- Category: Search Analytics - September 2015
Web scraping (web harvesting or web data extraction) refers to an application that processes the HTML of a web page to extract data for manipulation, such as converting the web page to another format (i.e. HTML to WML). It is closely related to web automation, which simulates human browsing using computer software, as well as web indexing, which indexes information on the web using a bot or web crawler, since it is a universal technique adopted by most search engines.
However, web scraping focuses more on the transformation of unstructured data on the web, typically in HTML format, into structured data that can be stored and analyzed in a central local database or spreadsheet. Therefore, common uses of web scraping include online price comparison, contact scraping, weather data monitoring, website change detection, research, web mashup and web data integration.
Web scraping is a field with active developments, sharing a common goal with the semantic web vision, an ambitious initiative that still requires breakthroughs in text processing, semantic understanding, artificial intelligence, and human-computer interactions. Current web scraping solutions range from the ad-hoc, requiring human effort, to fully automated systems that are able to convert entire web sites into structured information, with limitations.
To be clear, a search engine is not a scraper site itself; sites such as Google or Yahoo gather content from other websites and index it so that the index can be searched with keywords. Search engines then display snippets of the original site content in response to a user's search. However, in the last few years, scraper sites (websites that copy content from other websites using web scraping) have proliferated at a high rate for spamming search engines, and especially open content is a common source of material for scraper sites.

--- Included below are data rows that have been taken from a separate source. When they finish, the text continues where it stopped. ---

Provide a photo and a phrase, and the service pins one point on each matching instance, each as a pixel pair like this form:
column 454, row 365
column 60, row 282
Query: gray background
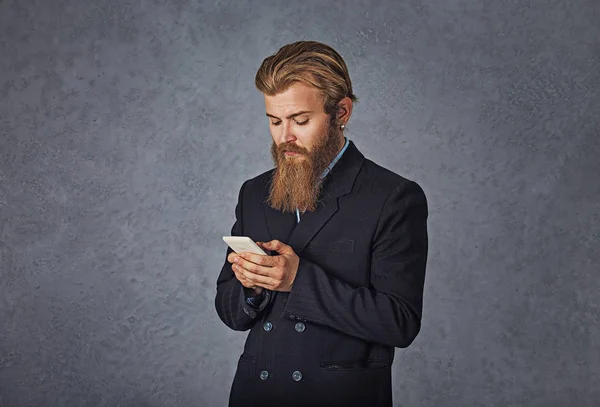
column 127, row 128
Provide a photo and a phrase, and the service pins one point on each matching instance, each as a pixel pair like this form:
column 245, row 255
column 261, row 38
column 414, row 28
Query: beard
column 297, row 181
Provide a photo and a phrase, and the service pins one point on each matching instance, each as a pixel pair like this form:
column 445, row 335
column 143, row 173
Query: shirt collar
column 336, row 159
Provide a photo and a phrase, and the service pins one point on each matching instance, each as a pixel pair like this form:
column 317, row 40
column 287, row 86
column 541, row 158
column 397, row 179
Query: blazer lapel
column 337, row 183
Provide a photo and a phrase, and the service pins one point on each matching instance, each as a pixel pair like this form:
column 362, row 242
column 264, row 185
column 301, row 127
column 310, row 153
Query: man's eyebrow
column 292, row 115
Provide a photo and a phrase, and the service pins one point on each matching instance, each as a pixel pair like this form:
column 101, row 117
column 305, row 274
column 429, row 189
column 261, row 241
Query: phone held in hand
column 241, row 244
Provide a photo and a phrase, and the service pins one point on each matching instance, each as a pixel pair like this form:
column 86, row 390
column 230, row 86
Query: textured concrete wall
column 127, row 128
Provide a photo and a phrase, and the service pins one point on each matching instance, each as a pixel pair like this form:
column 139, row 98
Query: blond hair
column 312, row 63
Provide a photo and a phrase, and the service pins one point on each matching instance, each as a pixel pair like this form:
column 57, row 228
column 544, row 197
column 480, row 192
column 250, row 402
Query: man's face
column 304, row 143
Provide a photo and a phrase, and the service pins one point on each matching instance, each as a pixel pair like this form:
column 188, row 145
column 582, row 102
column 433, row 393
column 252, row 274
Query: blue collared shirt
column 329, row 167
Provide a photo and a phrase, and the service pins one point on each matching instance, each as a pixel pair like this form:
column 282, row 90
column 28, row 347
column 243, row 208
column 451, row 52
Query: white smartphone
column 241, row 244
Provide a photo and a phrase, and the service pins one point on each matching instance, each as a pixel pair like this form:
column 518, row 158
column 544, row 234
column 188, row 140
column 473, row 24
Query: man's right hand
column 245, row 282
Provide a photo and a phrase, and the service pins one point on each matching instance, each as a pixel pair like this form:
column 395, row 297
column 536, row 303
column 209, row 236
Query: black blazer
column 357, row 294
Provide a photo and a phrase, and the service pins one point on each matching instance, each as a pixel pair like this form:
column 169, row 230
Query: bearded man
column 342, row 284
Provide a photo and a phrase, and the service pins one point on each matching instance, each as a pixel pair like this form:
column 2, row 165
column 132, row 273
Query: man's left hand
column 276, row 273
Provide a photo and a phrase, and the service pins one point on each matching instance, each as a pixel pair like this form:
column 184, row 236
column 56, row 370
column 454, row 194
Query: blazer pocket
column 333, row 246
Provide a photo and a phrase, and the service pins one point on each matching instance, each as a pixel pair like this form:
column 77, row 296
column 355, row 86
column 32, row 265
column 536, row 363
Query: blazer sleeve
column 387, row 312
column 231, row 299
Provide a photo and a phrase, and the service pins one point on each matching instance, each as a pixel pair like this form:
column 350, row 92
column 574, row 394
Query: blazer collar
column 337, row 183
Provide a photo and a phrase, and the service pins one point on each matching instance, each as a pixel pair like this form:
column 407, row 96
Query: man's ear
column 344, row 110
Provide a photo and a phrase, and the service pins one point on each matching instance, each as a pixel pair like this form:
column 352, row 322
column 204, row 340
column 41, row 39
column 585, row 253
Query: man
column 342, row 285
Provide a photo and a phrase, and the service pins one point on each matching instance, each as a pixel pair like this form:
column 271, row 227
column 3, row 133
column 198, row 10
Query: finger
column 277, row 246
column 259, row 280
column 254, row 268
column 259, row 259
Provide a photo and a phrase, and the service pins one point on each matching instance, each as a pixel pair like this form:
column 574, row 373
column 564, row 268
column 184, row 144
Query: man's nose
column 287, row 133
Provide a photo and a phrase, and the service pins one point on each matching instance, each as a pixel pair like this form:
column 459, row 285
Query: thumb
column 276, row 245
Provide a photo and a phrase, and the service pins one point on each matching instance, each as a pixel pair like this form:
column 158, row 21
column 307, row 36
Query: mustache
column 292, row 148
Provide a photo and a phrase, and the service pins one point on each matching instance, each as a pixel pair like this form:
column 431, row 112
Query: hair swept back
column 312, row 63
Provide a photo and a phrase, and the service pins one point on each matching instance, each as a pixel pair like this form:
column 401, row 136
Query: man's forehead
column 297, row 98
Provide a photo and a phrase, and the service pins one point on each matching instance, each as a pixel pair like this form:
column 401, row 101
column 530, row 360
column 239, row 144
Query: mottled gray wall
column 127, row 128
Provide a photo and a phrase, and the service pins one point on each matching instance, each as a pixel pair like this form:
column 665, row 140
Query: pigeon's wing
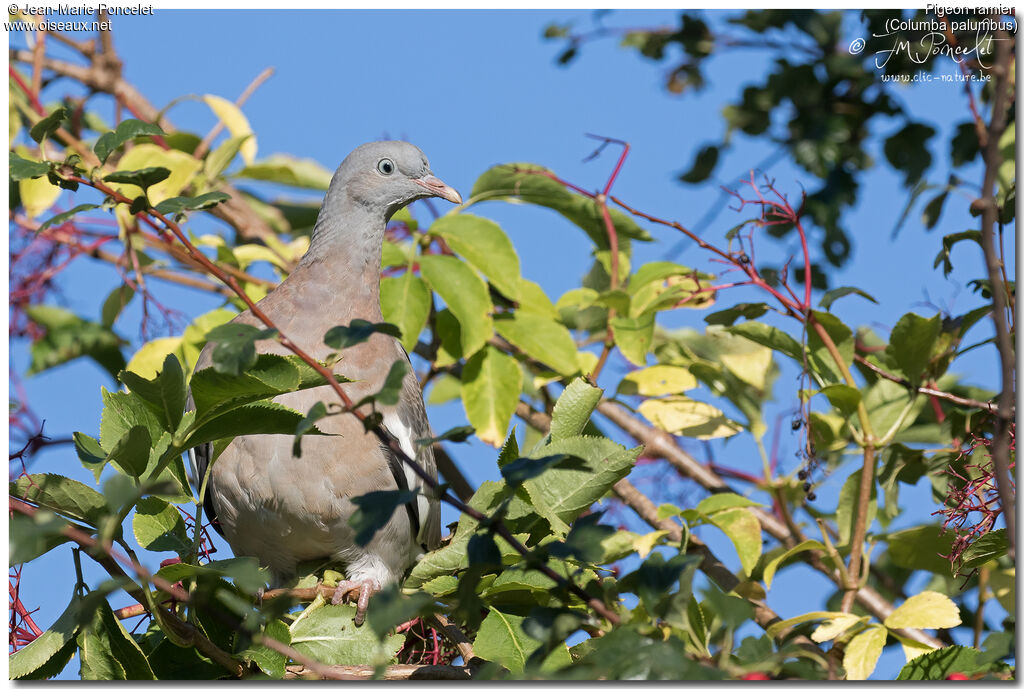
column 408, row 423
column 199, row 459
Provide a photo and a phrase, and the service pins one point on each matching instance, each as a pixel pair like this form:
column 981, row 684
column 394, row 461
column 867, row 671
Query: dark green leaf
column 165, row 393
column 832, row 295
column 235, row 349
column 704, row 166
column 23, row 169
column 144, row 177
column 126, row 131
column 107, row 651
column 941, row 663
column 48, row 125
column 181, row 204
column 131, row 454
column 61, row 494
column 730, row 315
column 47, row 654
column 60, row 218
column 989, row 547
column 910, row 343
column 342, row 337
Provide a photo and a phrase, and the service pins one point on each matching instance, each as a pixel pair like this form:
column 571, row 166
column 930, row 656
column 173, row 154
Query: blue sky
column 475, row 88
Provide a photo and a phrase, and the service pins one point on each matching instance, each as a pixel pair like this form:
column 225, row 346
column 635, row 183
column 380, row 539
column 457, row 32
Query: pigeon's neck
column 344, row 259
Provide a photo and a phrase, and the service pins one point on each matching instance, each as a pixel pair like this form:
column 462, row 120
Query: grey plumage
column 283, row 509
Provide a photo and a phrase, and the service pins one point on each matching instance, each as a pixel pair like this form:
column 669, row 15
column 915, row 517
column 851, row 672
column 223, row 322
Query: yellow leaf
column 643, row 543
column 927, row 610
column 912, row 649
column 237, row 124
column 682, row 416
column 862, row 652
column 182, row 166
column 148, row 360
column 657, row 380
column 37, row 196
column 830, row 629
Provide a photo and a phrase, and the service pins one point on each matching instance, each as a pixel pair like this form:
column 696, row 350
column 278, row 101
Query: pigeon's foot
column 366, row 589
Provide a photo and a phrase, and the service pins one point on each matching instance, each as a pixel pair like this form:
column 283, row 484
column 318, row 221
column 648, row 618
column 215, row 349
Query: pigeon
column 285, row 509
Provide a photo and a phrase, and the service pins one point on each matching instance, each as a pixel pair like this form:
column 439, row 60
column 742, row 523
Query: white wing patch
column 403, row 434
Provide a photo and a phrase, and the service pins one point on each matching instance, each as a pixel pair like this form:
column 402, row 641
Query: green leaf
column 126, row 131
column 862, row 652
column 543, row 339
column 563, row 492
column 374, row 512
column 166, row 393
column 330, row 635
column 220, row 158
column 657, row 380
column 503, row 640
column 235, row 349
column 723, row 501
column 144, row 177
column 484, row 247
column 406, row 302
column 269, row 661
column 910, row 344
column 60, row 218
column 773, row 564
column 47, row 654
column 131, row 451
column 69, row 337
column 182, row 204
column 938, row 664
column 921, row 548
column 252, row 419
column 927, row 610
column 61, row 494
column 159, row 526
column 390, row 390
column 681, row 416
column 107, row 651
column 832, row 295
column 989, row 547
column 743, row 530
column 23, row 169
column 48, row 125
column 573, row 408
column 466, row 296
column 944, row 256
column 90, row 454
column 358, row 331
column 272, row 375
column 491, row 383
column 520, row 181
column 634, row 337
column 846, row 513
column 302, row 172
column 751, row 311
column 704, row 165
column 843, row 397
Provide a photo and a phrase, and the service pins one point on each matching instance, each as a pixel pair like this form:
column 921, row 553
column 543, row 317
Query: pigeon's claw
column 366, row 588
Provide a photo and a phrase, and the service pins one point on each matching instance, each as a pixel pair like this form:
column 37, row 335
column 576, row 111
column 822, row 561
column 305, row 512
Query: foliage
column 536, row 576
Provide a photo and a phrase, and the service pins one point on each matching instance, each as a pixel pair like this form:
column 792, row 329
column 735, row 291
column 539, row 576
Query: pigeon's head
column 388, row 175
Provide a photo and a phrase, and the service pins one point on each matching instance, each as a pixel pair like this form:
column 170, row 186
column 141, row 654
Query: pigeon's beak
column 438, row 188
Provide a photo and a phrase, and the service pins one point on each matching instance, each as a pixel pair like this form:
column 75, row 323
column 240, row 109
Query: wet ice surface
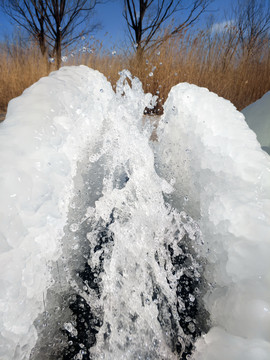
column 159, row 252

The purpose of creating such a site can obviously be to collect advertising revenue or to manipulate search engine rankings by linking to other sites to improve search engine rankings. Some scraper sites are even only created to make money by using advertising programs. In such case, they are called Made for AdSense sites or MFA. This derogatory term refers to websites that have no redeeming value except to lure visitors to the website for the sole purpose of clicking on advertisements. Made for AdSense sites are considered sites that are spamming search engines and diluting the search results by providing surfers with less-than-satisfactory search results.